Elegia da castanha

Eu não sei compor elegias. Sei que são composições poéticas onde prevalece o som musical da tristeza, da melancolia, onde sobressai o tom lamentoso de algo que se perdeu, que nunca mais volta.
No dia 4 de Novembro, numa manhã luminosa rumei a Lagarelhos, dias antes, em Lisboa, o distinto oftalmologista António Sampaio lembrou-me as suas idas a Castrelos a acompanhar o pai, ficando-lhe o registo memorialístico de castanheiros a pingarem ouriços, as folhas largas amareladas a embelezarem os montes. E, ante o retrato do conceituado médico surgiu-me a imagem do sol a caminho do horizonte a produzir estonteantes reflexos nos castanheiros grávidos de castanhas, brilhantes, a rechearem o chão dos caminhos para gáudio de meninos de pé descalço, e afadigadas mulheres cujas cruzes rangiam à medida da apanha dos frutos rilhados em cru, cozidos e servidos à ceia, assados no decorrer dos longos e ridentes serões entremeados de jogos de dupla adivinhação, avinhados por pingoletas saídas do pequeno garrafão de palhinha gasta, moída, numa textura da alma alegre pela cor ambarina das castanhas despidas da casca e da camisa. Ante o retrato escrevi eu, no percurso até a aldeia quase despovoada, perscrutando os arvoredos de múltiplos cromatismos, fazendo esforços no propósito de transfigurar o passado no figurado do presente.

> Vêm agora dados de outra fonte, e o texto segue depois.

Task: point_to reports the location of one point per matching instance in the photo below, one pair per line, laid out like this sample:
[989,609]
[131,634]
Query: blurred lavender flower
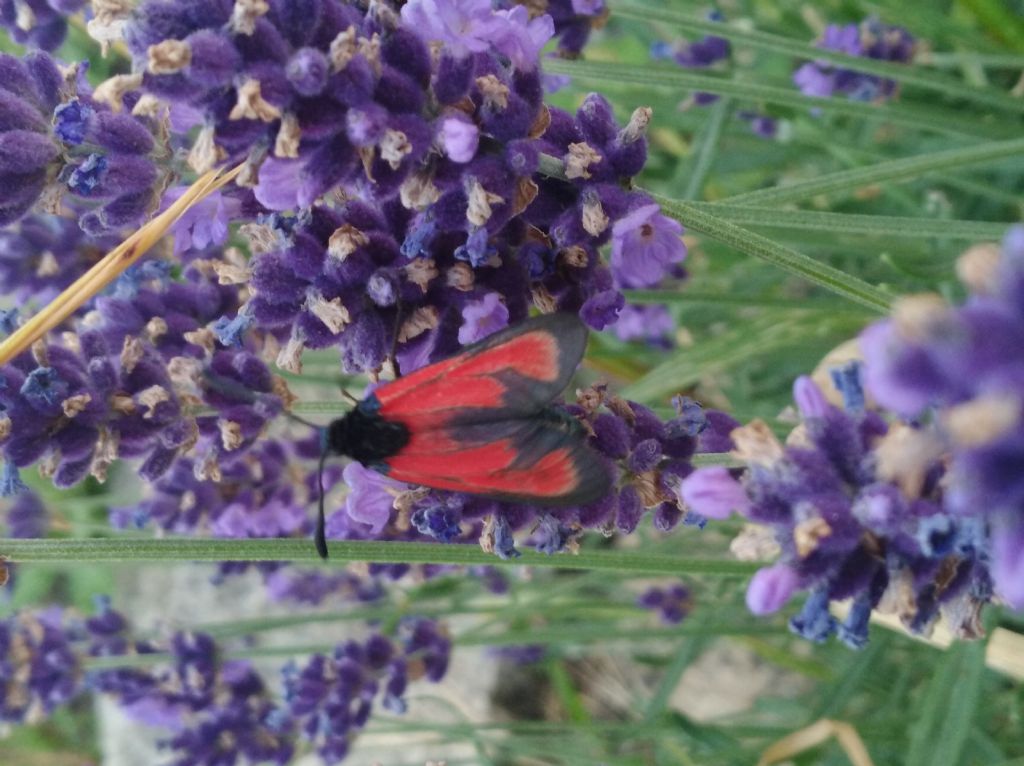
[963,366]
[57,138]
[869,39]
[572,20]
[644,247]
[673,603]
[39,671]
[707,52]
[701,53]
[27,516]
[331,697]
[119,387]
[855,507]
[38,24]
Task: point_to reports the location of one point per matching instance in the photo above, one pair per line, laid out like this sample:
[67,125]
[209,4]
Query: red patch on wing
[552,476]
[468,380]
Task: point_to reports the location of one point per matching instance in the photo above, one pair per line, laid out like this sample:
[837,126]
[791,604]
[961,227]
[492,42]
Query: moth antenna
[320,537]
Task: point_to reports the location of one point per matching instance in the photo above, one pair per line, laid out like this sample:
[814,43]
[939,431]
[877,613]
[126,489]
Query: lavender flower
[672,603]
[869,39]
[332,697]
[118,387]
[855,507]
[38,24]
[644,247]
[27,516]
[961,365]
[54,129]
[39,671]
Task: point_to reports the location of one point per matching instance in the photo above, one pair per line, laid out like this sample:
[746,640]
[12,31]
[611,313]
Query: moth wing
[539,460]
[511,374]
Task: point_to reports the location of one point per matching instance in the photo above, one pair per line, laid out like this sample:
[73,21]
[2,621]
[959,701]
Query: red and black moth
[481,422]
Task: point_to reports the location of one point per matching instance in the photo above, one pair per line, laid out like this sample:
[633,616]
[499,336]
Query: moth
[480,422]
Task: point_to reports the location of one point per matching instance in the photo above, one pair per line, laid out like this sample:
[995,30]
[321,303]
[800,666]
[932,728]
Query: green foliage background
[797,244]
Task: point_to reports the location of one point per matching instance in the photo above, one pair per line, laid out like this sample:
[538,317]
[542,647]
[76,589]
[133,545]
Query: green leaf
[708,145]
[854,224]
[940,731]
[999,19]
[565,690]
[687,651]
[345,551]
[847,181]
[686,367]
[928,119]
[907,74]
[698,218]
[686,297]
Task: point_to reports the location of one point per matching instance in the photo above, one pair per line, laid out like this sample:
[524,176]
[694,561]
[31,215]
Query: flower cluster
[869,39]
[38,24]
[853,507]
[672,603]
[331,697]
[961,369]
[57,138]
[125,385]
[215,709]
[572,19]
[39,670]
[707,52]
[445,228]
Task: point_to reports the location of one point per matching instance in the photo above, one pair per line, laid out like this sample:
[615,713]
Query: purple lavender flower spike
[869,39]
[644,246]
[481,317]
[652,325]
[38,25]
[714,493]
[459,137]
[672,603]
[39,670]
[371,497]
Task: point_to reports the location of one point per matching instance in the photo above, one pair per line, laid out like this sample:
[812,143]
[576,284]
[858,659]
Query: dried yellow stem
[111,265]
[812,736]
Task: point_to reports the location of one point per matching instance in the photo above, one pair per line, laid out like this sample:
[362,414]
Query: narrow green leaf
[997,17]
[847,181]
[685,297]
[708,147]
[345,551]
[850,678]
[698,218]
[558,636]
[929,119]
[861,225]
[940,731]
[565,690]
[685,654]
[908,74]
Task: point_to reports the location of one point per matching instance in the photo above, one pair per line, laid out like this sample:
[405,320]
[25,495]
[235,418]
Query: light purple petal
[714,493]
[770,588]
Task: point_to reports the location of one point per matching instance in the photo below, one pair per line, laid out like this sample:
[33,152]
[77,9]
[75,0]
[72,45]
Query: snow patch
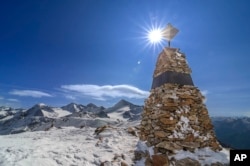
[205,156]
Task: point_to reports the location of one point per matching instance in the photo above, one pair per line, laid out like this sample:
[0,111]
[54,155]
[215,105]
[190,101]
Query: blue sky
[63,51]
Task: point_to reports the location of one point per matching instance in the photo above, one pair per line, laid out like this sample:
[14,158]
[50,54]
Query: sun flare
[155,36]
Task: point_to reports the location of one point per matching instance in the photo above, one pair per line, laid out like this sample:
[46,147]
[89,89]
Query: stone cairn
[175,116]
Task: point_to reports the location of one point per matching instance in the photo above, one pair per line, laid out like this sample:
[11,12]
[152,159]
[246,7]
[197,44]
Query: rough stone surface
[187,162]
[177,114]
[158,160]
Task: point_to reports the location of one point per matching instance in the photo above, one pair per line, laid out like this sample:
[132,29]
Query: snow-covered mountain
[47,111]
[42,117]
[124,110]
[73,107]
[233,131]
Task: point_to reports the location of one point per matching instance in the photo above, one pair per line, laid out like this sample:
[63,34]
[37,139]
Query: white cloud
[13,100]
[30,93]
[204,93]
[106,91]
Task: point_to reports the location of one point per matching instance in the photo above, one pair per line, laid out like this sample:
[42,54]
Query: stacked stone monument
[175,116]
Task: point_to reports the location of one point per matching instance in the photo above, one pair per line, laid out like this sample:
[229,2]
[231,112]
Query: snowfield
[68,146]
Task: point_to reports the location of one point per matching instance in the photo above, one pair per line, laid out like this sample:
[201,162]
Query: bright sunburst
[155,36]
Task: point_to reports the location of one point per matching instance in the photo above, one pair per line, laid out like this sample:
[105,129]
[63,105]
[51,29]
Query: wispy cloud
[30,93]
[204,92]
[13,100]
[106,91]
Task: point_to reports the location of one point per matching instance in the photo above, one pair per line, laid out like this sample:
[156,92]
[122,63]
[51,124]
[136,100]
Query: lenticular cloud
[30,93]
[111,91]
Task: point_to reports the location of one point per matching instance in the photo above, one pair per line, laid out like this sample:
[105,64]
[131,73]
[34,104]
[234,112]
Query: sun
[155,36]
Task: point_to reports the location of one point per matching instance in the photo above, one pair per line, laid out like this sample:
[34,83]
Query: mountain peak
[123,103]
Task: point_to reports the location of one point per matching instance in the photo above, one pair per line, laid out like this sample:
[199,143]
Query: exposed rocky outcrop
[175,117]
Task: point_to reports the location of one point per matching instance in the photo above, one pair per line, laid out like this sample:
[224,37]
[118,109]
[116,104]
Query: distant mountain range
[232,132]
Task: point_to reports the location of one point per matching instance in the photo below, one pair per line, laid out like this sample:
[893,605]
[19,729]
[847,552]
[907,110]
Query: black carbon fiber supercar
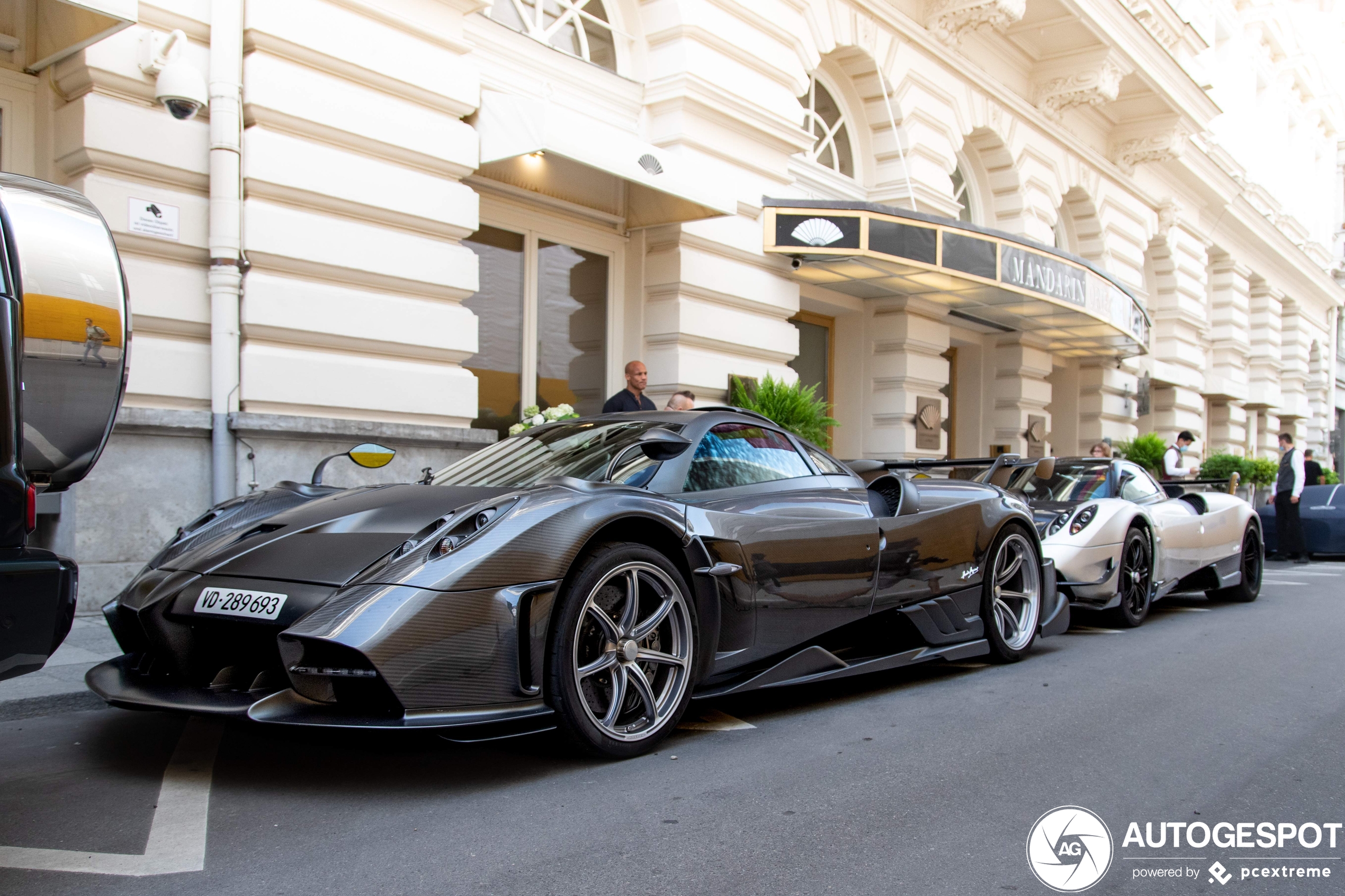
[591,575]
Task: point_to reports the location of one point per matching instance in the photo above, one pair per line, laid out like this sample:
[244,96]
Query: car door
[1180,537]
[931,553]
[809,542]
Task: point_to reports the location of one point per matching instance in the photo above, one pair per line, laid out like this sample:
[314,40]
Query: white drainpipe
[225,281]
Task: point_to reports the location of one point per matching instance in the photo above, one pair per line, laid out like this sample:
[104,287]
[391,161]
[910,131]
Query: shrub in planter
[790,405]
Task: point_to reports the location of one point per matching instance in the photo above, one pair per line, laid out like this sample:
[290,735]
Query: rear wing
[998,469]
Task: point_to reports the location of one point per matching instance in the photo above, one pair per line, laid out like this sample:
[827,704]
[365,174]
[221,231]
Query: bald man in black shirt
[633,397]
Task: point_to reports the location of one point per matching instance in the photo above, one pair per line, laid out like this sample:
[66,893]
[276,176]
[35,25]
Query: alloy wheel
[1251,560]
[1017,592]
[1134,577]
[633,650]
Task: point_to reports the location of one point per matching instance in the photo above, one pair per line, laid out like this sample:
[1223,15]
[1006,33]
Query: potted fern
[793,406]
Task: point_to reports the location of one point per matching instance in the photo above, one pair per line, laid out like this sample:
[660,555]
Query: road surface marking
[716,720]
[178,833]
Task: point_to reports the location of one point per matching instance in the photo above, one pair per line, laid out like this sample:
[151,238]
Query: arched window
[961,195]
[823,120]
[577,28]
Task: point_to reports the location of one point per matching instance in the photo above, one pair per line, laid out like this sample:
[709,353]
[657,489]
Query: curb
[50,704]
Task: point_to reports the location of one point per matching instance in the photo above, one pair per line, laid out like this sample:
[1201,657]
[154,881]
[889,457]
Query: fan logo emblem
[817,231]
[1070,849]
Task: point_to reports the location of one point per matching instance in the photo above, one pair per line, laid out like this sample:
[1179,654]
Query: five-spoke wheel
[1012,597]
[1134,582]
[623,652]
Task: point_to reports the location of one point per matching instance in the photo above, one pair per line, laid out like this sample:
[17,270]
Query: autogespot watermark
[1070,849]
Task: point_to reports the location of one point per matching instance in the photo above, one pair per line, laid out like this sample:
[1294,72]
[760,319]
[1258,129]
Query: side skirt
[817,664]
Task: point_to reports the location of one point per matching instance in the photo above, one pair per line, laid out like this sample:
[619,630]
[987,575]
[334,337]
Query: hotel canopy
[988,278]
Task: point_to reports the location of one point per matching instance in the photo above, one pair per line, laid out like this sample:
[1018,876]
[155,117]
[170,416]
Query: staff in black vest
[633,397]
[1289,485]
[1172,457]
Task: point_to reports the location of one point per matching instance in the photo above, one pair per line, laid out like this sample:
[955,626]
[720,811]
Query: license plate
[255,605]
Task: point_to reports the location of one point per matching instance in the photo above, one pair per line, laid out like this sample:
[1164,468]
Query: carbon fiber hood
[322,539]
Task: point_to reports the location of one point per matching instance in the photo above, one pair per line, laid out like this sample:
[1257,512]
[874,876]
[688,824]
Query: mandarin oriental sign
[988,280]
[1043,275]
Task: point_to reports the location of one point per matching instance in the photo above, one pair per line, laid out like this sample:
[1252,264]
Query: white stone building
[451,210]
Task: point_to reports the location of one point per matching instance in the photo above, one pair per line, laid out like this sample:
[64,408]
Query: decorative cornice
[1094,86]
[1162,146]
[950,21]
[1169,213]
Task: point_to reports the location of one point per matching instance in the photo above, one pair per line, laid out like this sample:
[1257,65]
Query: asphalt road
[912,782]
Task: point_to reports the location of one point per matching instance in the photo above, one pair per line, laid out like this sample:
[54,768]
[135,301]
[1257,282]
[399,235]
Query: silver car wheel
[633,652]
[1016,592]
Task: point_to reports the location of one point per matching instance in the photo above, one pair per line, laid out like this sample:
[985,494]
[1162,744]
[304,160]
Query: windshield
[1072,481]
[580,449]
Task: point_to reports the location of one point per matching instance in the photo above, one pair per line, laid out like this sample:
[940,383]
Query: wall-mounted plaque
[928,420]
[1036,436]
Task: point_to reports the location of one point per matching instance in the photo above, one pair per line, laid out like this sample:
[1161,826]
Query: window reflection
[571,328]
[498,305]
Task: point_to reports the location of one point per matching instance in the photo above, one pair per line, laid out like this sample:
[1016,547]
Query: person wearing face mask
[1172,458]
[684,401]
[1289,487]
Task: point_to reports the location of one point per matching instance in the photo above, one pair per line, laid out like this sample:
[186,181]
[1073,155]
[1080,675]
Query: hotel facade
[975,226]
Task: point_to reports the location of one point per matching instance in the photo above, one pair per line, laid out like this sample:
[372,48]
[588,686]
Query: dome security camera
[181,89]
[178,85]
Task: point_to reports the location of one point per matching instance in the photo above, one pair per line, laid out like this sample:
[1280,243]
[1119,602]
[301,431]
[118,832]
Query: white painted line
[716,720]
[178,833]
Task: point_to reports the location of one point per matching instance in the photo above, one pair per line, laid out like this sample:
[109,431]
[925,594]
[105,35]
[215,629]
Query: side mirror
[367,456]
[663,445]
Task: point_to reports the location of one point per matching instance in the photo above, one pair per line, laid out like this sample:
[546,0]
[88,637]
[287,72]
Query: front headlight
[1082,519]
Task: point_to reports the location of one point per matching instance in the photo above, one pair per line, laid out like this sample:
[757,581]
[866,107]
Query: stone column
[1180,330]
[1020,391]
[1294,411]
[1230,350]
[905,339]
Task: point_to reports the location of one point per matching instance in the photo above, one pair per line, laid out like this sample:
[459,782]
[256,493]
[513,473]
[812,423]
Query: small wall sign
[151,218]
[928,423]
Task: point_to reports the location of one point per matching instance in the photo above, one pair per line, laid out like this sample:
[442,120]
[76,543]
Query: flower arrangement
[536,417]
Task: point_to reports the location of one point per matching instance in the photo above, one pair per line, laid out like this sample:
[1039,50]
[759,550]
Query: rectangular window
[571,328]
[541,311]
[498,305]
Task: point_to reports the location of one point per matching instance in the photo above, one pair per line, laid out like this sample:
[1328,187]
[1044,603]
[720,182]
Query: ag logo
[1070,849]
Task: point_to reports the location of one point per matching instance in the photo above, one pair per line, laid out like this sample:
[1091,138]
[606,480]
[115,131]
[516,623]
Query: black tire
[651,669]
[1010,595]
[1253,563]
[1134,581]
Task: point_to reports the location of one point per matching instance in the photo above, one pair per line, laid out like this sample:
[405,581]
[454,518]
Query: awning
[661,190]
[987,277]
[65,28]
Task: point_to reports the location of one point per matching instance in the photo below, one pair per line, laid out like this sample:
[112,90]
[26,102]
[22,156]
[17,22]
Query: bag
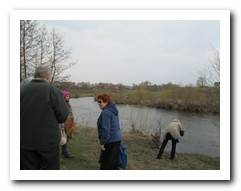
[63,139]
[122,157]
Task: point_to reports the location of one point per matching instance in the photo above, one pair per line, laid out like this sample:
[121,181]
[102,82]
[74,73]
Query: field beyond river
[167,96]
[141,154]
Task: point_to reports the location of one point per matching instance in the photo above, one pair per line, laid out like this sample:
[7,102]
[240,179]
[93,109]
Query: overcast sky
[131,52]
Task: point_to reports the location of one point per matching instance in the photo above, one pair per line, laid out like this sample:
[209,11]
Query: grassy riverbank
[169,96]
[141,154]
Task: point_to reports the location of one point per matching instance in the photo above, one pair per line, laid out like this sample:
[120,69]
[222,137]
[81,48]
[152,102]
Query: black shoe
[67,156]
[158,157]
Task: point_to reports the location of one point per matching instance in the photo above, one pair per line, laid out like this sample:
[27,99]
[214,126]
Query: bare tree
[60,58]
[44,46]
[215,66]
[28,42]
[202,81]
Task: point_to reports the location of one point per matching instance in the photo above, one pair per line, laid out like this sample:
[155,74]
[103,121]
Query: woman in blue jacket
[109,133]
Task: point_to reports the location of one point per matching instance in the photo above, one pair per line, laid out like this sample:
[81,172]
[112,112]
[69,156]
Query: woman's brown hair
[104,97]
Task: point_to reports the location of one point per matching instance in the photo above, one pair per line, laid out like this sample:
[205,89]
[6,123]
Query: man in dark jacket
[42,108]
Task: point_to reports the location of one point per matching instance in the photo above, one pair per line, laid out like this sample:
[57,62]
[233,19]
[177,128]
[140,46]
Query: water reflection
[202,134]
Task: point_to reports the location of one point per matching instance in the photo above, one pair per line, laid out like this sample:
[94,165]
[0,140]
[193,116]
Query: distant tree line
[38,46]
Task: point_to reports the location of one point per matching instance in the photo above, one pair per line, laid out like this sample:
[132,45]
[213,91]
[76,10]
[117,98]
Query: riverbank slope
[141,154]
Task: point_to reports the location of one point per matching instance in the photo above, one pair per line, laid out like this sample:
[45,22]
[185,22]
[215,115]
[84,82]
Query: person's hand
[102,147]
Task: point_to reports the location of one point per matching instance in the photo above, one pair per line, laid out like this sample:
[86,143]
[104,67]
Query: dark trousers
[44,159]
[164,143]
[109,159]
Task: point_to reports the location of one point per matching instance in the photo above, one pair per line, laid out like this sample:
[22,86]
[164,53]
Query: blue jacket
[108,125]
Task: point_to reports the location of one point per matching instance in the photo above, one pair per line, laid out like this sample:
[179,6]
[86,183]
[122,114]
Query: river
[202,131]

Com uma imagem mental dando origem a grandes revelações, a pintura visual naquela manhã deixou-me desolado, na estrada só vi minúsculos ouriços, quase esquálidos, castanhas tísicas, desprovidas do seu brilho natural, por afinidade – a memória das manhãs de cornucópias luzentes qual maná – redundou no sentimento pungente da perda, perdidas porque não vindas as chuvas outonais essência do seu crescimento até atingirem a definição de reboludas.
Ah, se eu soubesse compor elegias!
 As mirradas castanhas consequência da prolongada estiagem seriam elemento primacial, crucial, seriam a corrente contínua da poética composição. Entro no quintal da minha casa porque a herdei, já selei a incumbência de uma visita, o meu parente Teófilo avisa-me de a Cândida andar a apanhar castanhas, tal como antes as mulheres da minha aldeia resistiam estoicamente às dores nas cruzes provenientes do inclemente esforço do desempenho da tarefa.
O Teófilo diz-me estar à espera maçãs muito boas, descubro-a, brilhantes quanto as dos impressionistas, as maçãs, perecem-me ser camoesas, estudadas e elogiadas pelo sumo sem acídulo pelo sábio Joaquim da Natividade, recolho-as. E, castanhas?
Resisto à tentação de voltar a trilhar o caminho até onde viver cercada a majestosa castanheira, a simplicidade da renúncia a contemplá-la é complexa, novas visões do passado no bojo esburacado bojo da árvore estudada, exaltada e inserida nas obras de homens de saber como Apolodro de Atenas, Dioscórides, Opiano, Paládio, Teofrasto, Ateneu e Virgílio, nascidos na Antiguidade Clássica, esconderijo nos jogos, de abrigo protector no pináculo das zurvadas, sombra mimosa num Verão de desencanto e desgostoso finar de namoro apaixonado, mandava a prudência evitar a aproximação. Afastei-me. Retorno a Bragança de bolsos vazios. De castanhas contrariando práticas do passado presente no momento, as quais levaram o genial Scappi a integrá-las no seu monumental receituário, a serem elevadas à alta condição de elemento fundamental de criações doceiras da pastelaria da Europa Central. Um clássico adianta” a visão dos olhos, o escutar das orelhas, a respiração da garganta ascendem diante do coração. Ele dá saída a todo o conhecimento. A língua repete todo o conhecimento.” A citação ajuda-me a estancar a mágoa.
Nos quarenta e cinco minutos de viagem principiei a amadurecer este texto. Se ficou bem maduro, o leitor ajuizará.